值得进一步思考的问题是:法教义学中的教义是什么?这里的教义是法律规定吗?回答是否定的。对待法律规定就像对待宗教教义一般,这是法教义学的应有之义。但这并不意味着法教义学中的教义就是指法律规定。如果法教义学中教义是法律规定,那么,法教义学只是法律学的重复,没有揭示其特殊性。这里的法教义学是指采用宗教教义学的方法对法律进行研究而形成的法学知识形态。法教义学是要在法律规定与没有法律规定的空白地带之间建立某种连接,最终实现从有限的法中发展出无限的法,由此填补法律的空白。

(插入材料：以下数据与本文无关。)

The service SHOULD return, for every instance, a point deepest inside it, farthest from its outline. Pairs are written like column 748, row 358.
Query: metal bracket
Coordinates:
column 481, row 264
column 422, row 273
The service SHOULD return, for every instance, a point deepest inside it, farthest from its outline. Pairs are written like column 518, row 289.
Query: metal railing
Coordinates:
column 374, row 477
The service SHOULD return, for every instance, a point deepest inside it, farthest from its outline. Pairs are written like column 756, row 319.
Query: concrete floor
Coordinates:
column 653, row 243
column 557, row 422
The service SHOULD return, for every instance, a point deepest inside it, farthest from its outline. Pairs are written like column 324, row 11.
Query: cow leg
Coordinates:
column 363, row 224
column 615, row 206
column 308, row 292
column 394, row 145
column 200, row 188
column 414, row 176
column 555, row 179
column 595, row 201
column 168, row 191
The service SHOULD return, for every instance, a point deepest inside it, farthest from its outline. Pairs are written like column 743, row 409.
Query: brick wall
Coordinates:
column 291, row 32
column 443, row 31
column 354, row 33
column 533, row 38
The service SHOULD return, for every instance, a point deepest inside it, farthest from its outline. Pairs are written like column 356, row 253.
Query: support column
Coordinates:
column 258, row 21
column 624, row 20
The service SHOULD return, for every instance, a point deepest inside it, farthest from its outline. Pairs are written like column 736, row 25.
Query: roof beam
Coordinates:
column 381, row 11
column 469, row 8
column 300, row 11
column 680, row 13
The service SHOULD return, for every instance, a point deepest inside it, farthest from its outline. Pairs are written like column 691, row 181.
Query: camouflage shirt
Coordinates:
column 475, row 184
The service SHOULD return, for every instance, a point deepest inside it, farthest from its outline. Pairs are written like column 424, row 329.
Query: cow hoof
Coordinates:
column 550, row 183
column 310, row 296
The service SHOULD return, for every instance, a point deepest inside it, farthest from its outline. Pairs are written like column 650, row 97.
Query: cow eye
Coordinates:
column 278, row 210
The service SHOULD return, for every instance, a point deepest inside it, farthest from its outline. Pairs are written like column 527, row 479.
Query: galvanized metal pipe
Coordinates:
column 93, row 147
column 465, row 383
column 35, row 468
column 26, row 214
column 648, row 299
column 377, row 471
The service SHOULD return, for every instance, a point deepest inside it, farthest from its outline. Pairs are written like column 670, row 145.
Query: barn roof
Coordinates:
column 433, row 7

正如车浩所言,“一个运用法教义学方法的学者,经常会站在一个缺乏法条的地方,向远处的某个法条扔去绳索,套在那法条上,从而让自己的观点与那法条之间建立起一种逻辑关联。于是,赞成或反对自己的观点,经过这逻辑绳索的传递,最后就变成了是赞成或反对法条。这样一来,自己的观点就与法条之间形成了一种逻辑共生关系,分享了实定法的权威性,从而可以运用这个观点去解决法律没有明文规定的问题。在这个意义上,法教义学规则的权威性或约束力,归根结底是来自于实定法。”可以说,车浩的以上比喻是十分到位的。在我看来,对于法律把握并不仅仅是一个语义解释的问题,而且更为重要的是,应当以刑法规定为根据进行逻辑推理,通过这种逻辑推理所产生的是刑法教义学之教义。这里的教义本身并不是法律规定,而是从法律规定中通过逻辑推理引申出来的教义规则,这种教义规则同样对于法官具有拘束力。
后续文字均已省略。